Superheroes
Where this may be the least meaningful of the film’s accomplishments, you heard it here first, folks: DC is out of detention. Yes, between the frenetic joy of The Lego Batman Movie and the successes of Wonder Woman, DC has finally managed to post bail. Where I wish I could tell you this film subverted and rebuilt the genre—with its many cataloged problems—we never quite ascend to a tier where films like The Dark Knight dare tread. It’s more of a foundational story concern, all tropes and elbows, but this world of color and empathy purges the grueling self-seriousness that has long shackled DC to inferiority. Though, Wonder Woman does get damn close, and it’s for this exact reason all of this may prove so polarizing.
Representation
I took a friend of mine to see the screening, and she quite liked it. This is not a person I would remotely describe as an ardent lover of superhero pictures, or even action films, but Wonder Woman won her over. After the film had a couple of days to settle, I asked her—acknowledging the predictable story beats—if our lead was another dumb dude would she have felt the same? Her response? "I liked watching a woman kick ass." And she’s right, slicing straight to the nut with brute truth.
I’m loathe to spoil anything, but in an early sequence we see a crew of Amazons whoop up on some Kaiser-loving bros. A full throated, acrobatic beat down, and it’s doooooope. Yes, specifically because a big budget brawl featured women expressing their physical dominance, this picture is special. I can’t recall another sequence like it, and so goes the complexities of representation. Many of us have come of age through summer after summer of blockbusters, but the list of successful female leads can be counted on one hand. As women make up, like, just gonna throw out a number—half of the population—the disparity is beyond troubling. It’s bizarre. But does plugging a woman into an otherwise perfunctory exercise in hero movie making warrant high praise? I believe it does, because new perspectives, no matter how rote, can transform walls into doors. This begs the question, “Is Wonder Woman a feminist movie?” To which my aforementioned friend replied, “Does it need to be?”

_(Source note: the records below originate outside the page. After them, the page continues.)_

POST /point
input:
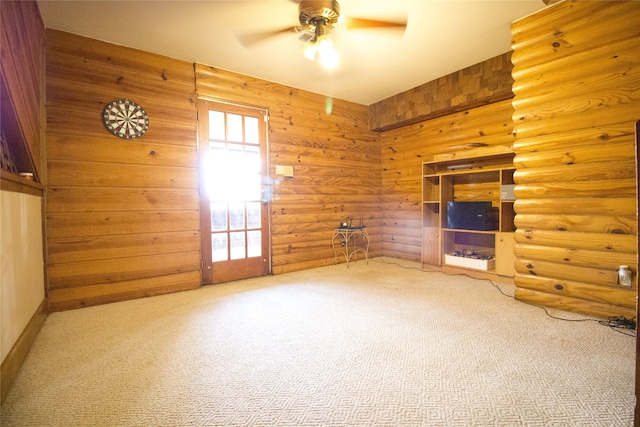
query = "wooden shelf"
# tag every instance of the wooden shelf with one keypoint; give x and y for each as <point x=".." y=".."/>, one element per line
<point x="468" y="180"/>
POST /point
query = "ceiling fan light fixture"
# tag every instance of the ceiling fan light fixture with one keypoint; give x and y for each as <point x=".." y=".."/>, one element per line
<point x="322" y="49"/>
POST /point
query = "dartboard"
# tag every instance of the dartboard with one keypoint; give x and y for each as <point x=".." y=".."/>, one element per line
<point x="125" y="119"/>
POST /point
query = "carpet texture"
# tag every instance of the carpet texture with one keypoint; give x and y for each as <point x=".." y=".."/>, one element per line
<point x="374" y="344"/>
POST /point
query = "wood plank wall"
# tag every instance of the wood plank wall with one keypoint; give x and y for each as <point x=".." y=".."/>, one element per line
<point x="122" y="215"/>
<point x="22" y="82"/>
<point x="336" y="162"/>
<point x="480" y="84"/>
<point x="474" y="132"/>
<point x="577" y="74"/>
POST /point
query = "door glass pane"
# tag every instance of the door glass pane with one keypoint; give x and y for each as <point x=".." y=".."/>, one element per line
<point x="218" y="216"/>
<point x="216" y="125"/>
<point x="219" y="250"/>
<point x="234" y="132"/>
<point x="253" y="215"/>
<point x="254" y="243"/>
<point x="252" y="158"/>
<point x="251" y="130"/>
<point x="237" y="246"/>
<point x="236" y="216"/>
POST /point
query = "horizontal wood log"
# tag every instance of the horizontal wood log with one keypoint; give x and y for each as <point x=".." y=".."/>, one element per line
<point x="618" y="206"/>
<point x="554" y="270"/>
<point x="568" y="288"/>
<point x="575" y="256"/>
<point x="577" y="172"/>
<point x="577" y="305"/>
<point x="590" y="113"/>
<point x="573" y="139"/>
<point x="577" y="153"/>
<point x="578" y="223"/>
<point x="594" y="188"/>
<point x="606" y="242"/>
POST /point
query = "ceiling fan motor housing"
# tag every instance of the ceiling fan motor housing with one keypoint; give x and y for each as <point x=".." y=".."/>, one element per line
<point x="315" y="13"/>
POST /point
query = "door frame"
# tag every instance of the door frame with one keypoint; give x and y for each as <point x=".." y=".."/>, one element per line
<point x="205" y="220"/>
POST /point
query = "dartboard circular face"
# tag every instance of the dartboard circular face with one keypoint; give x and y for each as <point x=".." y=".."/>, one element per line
<point x="125" y="119"/>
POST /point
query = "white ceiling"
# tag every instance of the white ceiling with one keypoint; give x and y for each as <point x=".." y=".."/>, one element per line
<point x="442" y="36"/>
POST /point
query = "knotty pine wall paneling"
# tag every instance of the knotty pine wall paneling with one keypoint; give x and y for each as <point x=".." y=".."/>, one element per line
<point x="480" y="84"/>
<point x="22" y="83"/>
<point x="122" y="215"/>
<point x="474" y="132"/>
<point x="336" y="162"/>
<point x="577" y="74"/>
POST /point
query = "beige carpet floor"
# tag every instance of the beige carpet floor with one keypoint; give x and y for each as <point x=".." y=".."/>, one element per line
<point x="370" y="345"/>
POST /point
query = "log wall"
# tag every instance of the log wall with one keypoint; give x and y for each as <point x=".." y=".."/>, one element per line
<point x="122" y="215"/>
<point x="336" y="162"/>
<point x="474" y="132"/>
<point x="577" y="74"/>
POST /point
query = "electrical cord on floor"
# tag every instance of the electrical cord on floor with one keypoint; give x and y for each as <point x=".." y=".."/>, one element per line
<point x="617" y="323"/>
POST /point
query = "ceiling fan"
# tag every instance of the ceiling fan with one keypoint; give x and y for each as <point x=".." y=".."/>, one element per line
<point x="317" y="18"/>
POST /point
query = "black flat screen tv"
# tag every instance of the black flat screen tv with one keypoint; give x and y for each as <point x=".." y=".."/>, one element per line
<point x="472" y="216"/>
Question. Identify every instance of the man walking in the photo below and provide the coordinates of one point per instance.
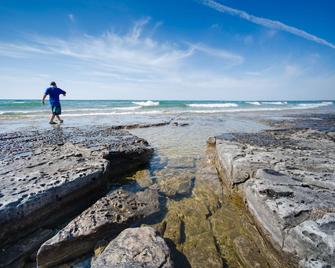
(56, 109)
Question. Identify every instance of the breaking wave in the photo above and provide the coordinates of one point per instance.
(212, 105)
(146, 103)
(274, 102)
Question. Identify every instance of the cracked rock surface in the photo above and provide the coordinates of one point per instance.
(287, 177)
(48, 175)
(135, 247)
(103, 220)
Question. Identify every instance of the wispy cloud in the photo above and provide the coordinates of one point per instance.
(129, 54)
(71, 17)
(273, 24)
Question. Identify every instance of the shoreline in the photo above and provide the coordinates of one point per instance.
(192, 189)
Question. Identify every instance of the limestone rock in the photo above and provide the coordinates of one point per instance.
(177, 186)
(105, 219)
(46, 175)
(135, 247)
(287, 179)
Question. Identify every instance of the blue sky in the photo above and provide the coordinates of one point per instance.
(185, 49)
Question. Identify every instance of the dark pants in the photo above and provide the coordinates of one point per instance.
(56, 109)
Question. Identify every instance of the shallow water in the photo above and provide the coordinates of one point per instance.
(180, 151)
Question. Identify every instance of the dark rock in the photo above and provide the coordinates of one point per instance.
(105, 219)
(43, 183)
(135, 247)
(287, 179)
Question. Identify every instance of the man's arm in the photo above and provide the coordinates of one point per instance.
(43, 99)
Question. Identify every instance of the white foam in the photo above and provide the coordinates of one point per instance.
(274, 102)
(212, 105)
(315, 105)
(127, 108)
(112, 113)
(254, 103)
(146, 103)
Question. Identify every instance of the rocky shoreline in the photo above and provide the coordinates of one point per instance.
(48, 177)
(265, 199)
(286, 177)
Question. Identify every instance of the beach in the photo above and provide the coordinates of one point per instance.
(204, 218)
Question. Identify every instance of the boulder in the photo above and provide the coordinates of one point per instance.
(105, 219)
(135, 247)
(48, 176)
(179, 184)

One element of Wonder Woman I wish they had really dug into was the backdrop of WWI. As this is a film about the ideological evolution of Wonder Woman—or Diana as played by Gal Gadot in an exceptional turn—a moment where industrial warfare, absurdist futility, and a new century converge in the trenches of the First World War is fertile ground. Where this could have been a bold parallel track to run, Wonder Woman turns over a few stones, but never tries to piece it all together. And this is where the politics are at times laser precise, and other moments so very muddled.
There is a really thoughtful moment where Diana tries on a number of outfits made available to a woman in 1917 London. She finds them, in a word, constricting. In a brilliant gesture, Diana eventually sports a sensible hat, jacket, and long skirt, an ensemble plucked straight from the black and white photos of London suffragettes marching for the vote. In another deft move, Diana dresses down a quorum of serious men in an impressive dark wood war room. They are predictably aghast, but the subtext is what matters; there is no reality where Diana believes she can’t make her voice heard. It is never said, but it is there, smart and incisive.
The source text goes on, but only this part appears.